The journey took less than an hour. The cable blurred past, a silver wall occasionally punctuated by flashes as rooms very much larger than theirs shot past in the opposite direction. Below their feet, the tiny moon was lost in the glare of the sun; only a few leagues of the elevator cable was visible above, a shadowy thread dwindling toward the world. Midway in the journey, their weight slowly vanished until they were in freefall. The room swung around so that the world was below their feet, and their weight came back.

The black void gained a pinkish tinge and a faint whistle fluted and moaned around them; they were entering the atmosphere. The world flattened and spread, became a landscape. Their weight dwindled; this world’s gravity was a gentle tug about a third the strength of the ship’s, which had been exactly as strong as that of Confluence. The room was falling toward a rumpled red plain crossed by straight dark lines. The sun was setting.

Bryn said that the lines were canals. They had once carried water from the south pole to the agricultural lands of the equator.
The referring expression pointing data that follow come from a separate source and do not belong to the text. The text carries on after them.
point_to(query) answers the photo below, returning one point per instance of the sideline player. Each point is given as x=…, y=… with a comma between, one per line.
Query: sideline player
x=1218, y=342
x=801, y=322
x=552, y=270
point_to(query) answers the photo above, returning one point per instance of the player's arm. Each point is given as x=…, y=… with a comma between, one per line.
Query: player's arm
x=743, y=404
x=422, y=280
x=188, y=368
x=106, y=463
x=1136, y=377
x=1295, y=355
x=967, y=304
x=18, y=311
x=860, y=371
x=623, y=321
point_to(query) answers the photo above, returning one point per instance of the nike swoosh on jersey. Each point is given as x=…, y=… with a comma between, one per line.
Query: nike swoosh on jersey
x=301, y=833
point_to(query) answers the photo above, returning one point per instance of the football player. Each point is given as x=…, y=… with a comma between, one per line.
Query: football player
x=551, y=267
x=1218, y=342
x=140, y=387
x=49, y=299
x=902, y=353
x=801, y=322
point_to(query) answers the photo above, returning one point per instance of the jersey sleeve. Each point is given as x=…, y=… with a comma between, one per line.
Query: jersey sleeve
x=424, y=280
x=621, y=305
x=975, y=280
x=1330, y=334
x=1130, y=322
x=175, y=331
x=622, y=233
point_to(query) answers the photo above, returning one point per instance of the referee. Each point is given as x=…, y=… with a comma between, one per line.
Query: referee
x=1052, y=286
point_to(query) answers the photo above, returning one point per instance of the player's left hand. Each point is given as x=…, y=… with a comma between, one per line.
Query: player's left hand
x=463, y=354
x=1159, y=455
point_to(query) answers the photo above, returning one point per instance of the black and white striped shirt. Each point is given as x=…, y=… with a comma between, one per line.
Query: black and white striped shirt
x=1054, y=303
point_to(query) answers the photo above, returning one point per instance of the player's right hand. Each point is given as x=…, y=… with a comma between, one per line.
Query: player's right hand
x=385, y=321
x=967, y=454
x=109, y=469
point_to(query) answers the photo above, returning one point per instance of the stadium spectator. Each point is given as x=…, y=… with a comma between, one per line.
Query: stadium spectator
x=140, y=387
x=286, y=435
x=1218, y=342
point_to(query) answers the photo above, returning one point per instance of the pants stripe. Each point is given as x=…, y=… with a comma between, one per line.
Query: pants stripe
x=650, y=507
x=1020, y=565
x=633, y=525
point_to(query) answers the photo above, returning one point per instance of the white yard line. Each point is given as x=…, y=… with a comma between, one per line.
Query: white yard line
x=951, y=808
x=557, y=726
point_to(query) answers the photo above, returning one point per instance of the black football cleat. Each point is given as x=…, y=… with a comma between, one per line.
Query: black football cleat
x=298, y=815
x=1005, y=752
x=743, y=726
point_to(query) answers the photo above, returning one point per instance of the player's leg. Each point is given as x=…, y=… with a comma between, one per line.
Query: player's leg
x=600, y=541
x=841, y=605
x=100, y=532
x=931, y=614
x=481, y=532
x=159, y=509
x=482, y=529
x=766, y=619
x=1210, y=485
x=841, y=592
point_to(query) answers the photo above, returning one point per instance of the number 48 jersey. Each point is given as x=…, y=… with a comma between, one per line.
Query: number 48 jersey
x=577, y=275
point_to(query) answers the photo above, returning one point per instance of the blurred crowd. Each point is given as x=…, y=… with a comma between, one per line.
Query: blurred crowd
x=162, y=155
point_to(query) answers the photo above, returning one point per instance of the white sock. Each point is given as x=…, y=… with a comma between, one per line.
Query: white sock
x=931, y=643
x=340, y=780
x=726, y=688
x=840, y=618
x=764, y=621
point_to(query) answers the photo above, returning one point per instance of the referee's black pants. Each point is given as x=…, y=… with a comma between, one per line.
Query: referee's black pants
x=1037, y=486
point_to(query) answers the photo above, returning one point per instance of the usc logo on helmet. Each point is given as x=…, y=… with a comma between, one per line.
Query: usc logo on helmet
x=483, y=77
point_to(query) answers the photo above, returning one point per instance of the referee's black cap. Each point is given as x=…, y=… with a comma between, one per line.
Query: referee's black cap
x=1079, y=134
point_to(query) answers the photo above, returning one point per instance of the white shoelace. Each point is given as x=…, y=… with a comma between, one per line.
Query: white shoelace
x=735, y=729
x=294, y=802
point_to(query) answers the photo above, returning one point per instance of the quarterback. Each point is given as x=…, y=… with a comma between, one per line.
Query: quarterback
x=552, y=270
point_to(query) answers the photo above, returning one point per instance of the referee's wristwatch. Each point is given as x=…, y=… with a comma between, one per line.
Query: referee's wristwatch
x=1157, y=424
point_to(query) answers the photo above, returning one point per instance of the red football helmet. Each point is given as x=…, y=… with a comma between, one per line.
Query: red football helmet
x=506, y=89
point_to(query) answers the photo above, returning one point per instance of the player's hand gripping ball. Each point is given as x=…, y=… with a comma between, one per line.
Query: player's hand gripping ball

He was staring raptly at the desolate plain below; Cas and Wery had taken out their wands. A range of broken hills made a half curve around an enormous basin which held a shallow, circular sea. Yama saw a huge flock of pink birds fly up from the shoreline. Millions and millions of birds, like a cloud of pink smoke blowing across the black water.

The elevator cable fell toward a complex of structures beyond the sea’s shore, in the middle of a dark forest. Stepped pyramids rose above the trees, gleaming like fresh blood in the last light of the sun; beside them, like a mask discarded by a giant, a carving of a human face wearing an enigmatic smile looked up at the sky.